Começa por ser isso, Araçuaí: chegar lá. Demora mais do que atravessar o Atlântico mudando de hemisfério. Lisboa-Belo Horizonte: nove horas de voo. Belo Horizonte-Araçuaí: dez horas e meia de "ônibus". Impossível fazer a viagem toda com luz de dia.

Então, manhãzinha, sento-me no "ônibus" e arrancamos entre as favelas e a utopia de Niemeyer, motéis e "lanchonetes", ranchos e colinas. Parada para almoço em Curvelo, depois a paisagem capricha. Sítio das Flores, Fazendinha, mato queimado, campos dourados, terra cor-de-colorau. Os moços no "ônibus" discutem a eleição do próximo domingo, candidatos locais com nomes épicos. "Ele apoiou o assessor dele, e o assessor ficou oito anos na prefeitura..."

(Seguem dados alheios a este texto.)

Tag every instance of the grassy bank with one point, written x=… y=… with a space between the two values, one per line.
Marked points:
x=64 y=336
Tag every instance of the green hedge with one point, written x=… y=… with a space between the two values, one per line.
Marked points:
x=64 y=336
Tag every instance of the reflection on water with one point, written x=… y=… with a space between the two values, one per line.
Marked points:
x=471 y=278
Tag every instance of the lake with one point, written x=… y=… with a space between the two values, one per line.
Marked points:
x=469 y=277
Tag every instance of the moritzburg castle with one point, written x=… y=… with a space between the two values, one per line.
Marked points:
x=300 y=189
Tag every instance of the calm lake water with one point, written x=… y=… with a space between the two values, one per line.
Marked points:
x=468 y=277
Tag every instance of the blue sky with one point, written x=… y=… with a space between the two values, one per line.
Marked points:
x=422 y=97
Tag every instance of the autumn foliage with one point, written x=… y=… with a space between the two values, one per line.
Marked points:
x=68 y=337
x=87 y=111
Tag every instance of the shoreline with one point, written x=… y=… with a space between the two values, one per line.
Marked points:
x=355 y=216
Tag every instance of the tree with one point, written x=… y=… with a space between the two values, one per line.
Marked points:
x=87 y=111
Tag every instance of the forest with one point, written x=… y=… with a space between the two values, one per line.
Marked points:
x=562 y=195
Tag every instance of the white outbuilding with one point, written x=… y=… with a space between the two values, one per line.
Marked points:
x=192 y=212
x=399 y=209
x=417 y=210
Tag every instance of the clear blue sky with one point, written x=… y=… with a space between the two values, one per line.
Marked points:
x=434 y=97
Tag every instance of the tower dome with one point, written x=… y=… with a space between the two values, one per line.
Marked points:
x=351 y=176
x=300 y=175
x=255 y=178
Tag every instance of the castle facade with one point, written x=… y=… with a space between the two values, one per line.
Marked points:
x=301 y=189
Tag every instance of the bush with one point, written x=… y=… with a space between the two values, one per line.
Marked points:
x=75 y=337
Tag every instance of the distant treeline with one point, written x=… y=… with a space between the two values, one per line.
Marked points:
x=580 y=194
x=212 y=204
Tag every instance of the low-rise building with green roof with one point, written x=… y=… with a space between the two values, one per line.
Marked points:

Morros cabeludos, cavalos, um rio. Subimos a serra para Diamantina. A flor amarela do ipê está vibrante, como acabada de nascer. Hoje é o primeiro dia da Primavera. Uma barraca na estrada, "Parada do Chupa-Cabra". Então começa a aparecer rocha e o horizonte abre-se numa grandeza de cerros. Por baixo do chão, tudo são minérios ricos. Diamantina: viveu dela, Portugal. O "ônibus" sobe e desce morrinhos, e à saída da cidade uma placa aponta o velho caminho de escravos.

Depois é o planalto que à noite hei-de ver em chamas, queimadas sertanejas, linhas de fogo até ao fim do horizonte, visão de fim-de-mundo. Mas agora ainda é o poente, e quando o sol cai, o rio Jequitinhonha aparece como prata lá ao fundo. "É a barragem", diz Ivandi, a moça que vai atrás de mim e sabe tudo sobre a composição desta terra vermelha-colorau. "Tem ferro e alto índice de sulfato de alumínio." Quando o asfalto acaba, o "ônibus" faz a paragem da "baldeação": "Gente, vamos trocar para outro carro", diz o cobrador, mulato de Araçuaí.

A partir daqui, gente, são 40 quilómetros de terra e calhau, já noite, lua cheia. O sertão passa por nós como um fantasma, ou será ao contrário. Por estes caminhos se fez Riobaldo a cavalo. Viver é muito perigoso, é o que ele mais diz. Quando, por exemplo, eu vir a boca de uma mina, vou entender. Minas Gerais, o nome está vivo.